Loose ends: Optional
brian.goetz at oracle.com
Fri Jun 7 12:47:35 PDT 2013
> I think we have clearly two options, and I'm fine with both of them:
> Option A: We want to add map/flatMap.
> In that case, we also need to add a way to do the conversion back and
> fore to null (orNull() and fromNullable()).
I see your point, but I don't think this necessarily follows (though it
is certainly something to discuss.)
Neither Guava, Fugue, nor j.u.Optional allow Optional to hold a null.
The fromNullable proposal is merely a convenience method; anyone can
write it as an expression (o == null ? O.empty() : O.of(o)) or as a
static method (MyFoo.ofNullable). So it is by no means *necessary*.
Now, the same can be superficially said of map/flatMap -- people can
easily write these themselves too -- but there is a key difference;
fluency. People want flatMap not because it offers functionality people
can't write for themselves, but that they can't otherwise do it fluently
at the end of a chain.

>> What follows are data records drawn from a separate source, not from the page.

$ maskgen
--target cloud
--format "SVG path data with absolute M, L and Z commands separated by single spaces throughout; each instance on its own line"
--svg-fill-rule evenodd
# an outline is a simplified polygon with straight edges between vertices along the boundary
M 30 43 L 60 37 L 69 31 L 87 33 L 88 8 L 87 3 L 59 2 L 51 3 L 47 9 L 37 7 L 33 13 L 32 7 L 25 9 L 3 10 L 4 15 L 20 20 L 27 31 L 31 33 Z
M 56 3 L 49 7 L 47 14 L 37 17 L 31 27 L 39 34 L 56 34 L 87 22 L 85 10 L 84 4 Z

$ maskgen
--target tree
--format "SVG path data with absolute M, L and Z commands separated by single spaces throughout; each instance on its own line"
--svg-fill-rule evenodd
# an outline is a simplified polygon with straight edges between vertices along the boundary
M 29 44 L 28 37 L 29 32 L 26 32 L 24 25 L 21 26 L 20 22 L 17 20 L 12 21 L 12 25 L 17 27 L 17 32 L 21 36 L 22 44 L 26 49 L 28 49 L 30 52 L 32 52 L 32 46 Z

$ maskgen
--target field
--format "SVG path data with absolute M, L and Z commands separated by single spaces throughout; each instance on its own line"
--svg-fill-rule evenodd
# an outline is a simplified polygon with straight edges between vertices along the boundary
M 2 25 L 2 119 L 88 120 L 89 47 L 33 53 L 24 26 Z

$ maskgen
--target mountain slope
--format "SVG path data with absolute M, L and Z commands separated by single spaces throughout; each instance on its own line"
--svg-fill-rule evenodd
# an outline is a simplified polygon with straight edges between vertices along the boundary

But at the other end of the chain, whether the
factory method is "Optional.ofNullable" or "MyFoo.ofNullable", there is
effectively no difference, so these are different cases.
So, I would amend your statement to: if we add map/flatMap, we then have
to ask the question of whether we should also add ofNullable.
I find this method also in the category of "mostly harmless", but left
it out of the initial proposal in spirit of minimality; limiting the set
of proposed methods to those that where having them in the JDK type adds
the most value.
If the EG will only take filter/map/flatMap if we add ofNullable, I'm OK
with that. (On the other hand, if where you are going is "if we add X
we have to add Y, and then we have to add Z, and X+Y+Z is too much, so
let's do none of them", then I'm not so OK.)
> Note that the original code proposed by Brian below already does a
> null check in map().
There are two null checks. First is a check if the mapper function
itself is null -- since a null function is clearly a bug. I assume you
are talking of the other, which is the "treat null return as nothing
there" interpretation of the mapper result. There's a valid choice here
-- NPE vs interpret as empty. The latter is consistent with the other
methods we've added to Map, such as computeIfAbsent. But we can also
discuss throwing NPE here.
> Regardless the option chosen above,
> - Optional should not implement Iterable or have a forEach method. It
> makes the code weird to read.
Sam made a very compelling argument for forEach based on experience at
Twitter over lunch last week. I'll summarize, but Sam please correct me
if I mangle it. Basically: in their library development efforts, there
were a lot of "unrelated" containerish classes (including a variant of
Optional), which each had their own class-specific method names. Over
time, the method names converged to a common vocabulary (filter, map,
forEach) even though they had no common supertype, and as a result, the
perceived usability went way up.
The current ifPresent(Consumer) is something I pulled out of a hat and
the name does not connect to anything. On the other hand,
forEach(Consumer) is familiar from a lot of other classes. I prefer
forEach, on the theory of not introducing new names for new stuff. (I
already hate the forEach / forEachRemaining distinction between
Collection and Iterator, and don't want to make this problem any worse.)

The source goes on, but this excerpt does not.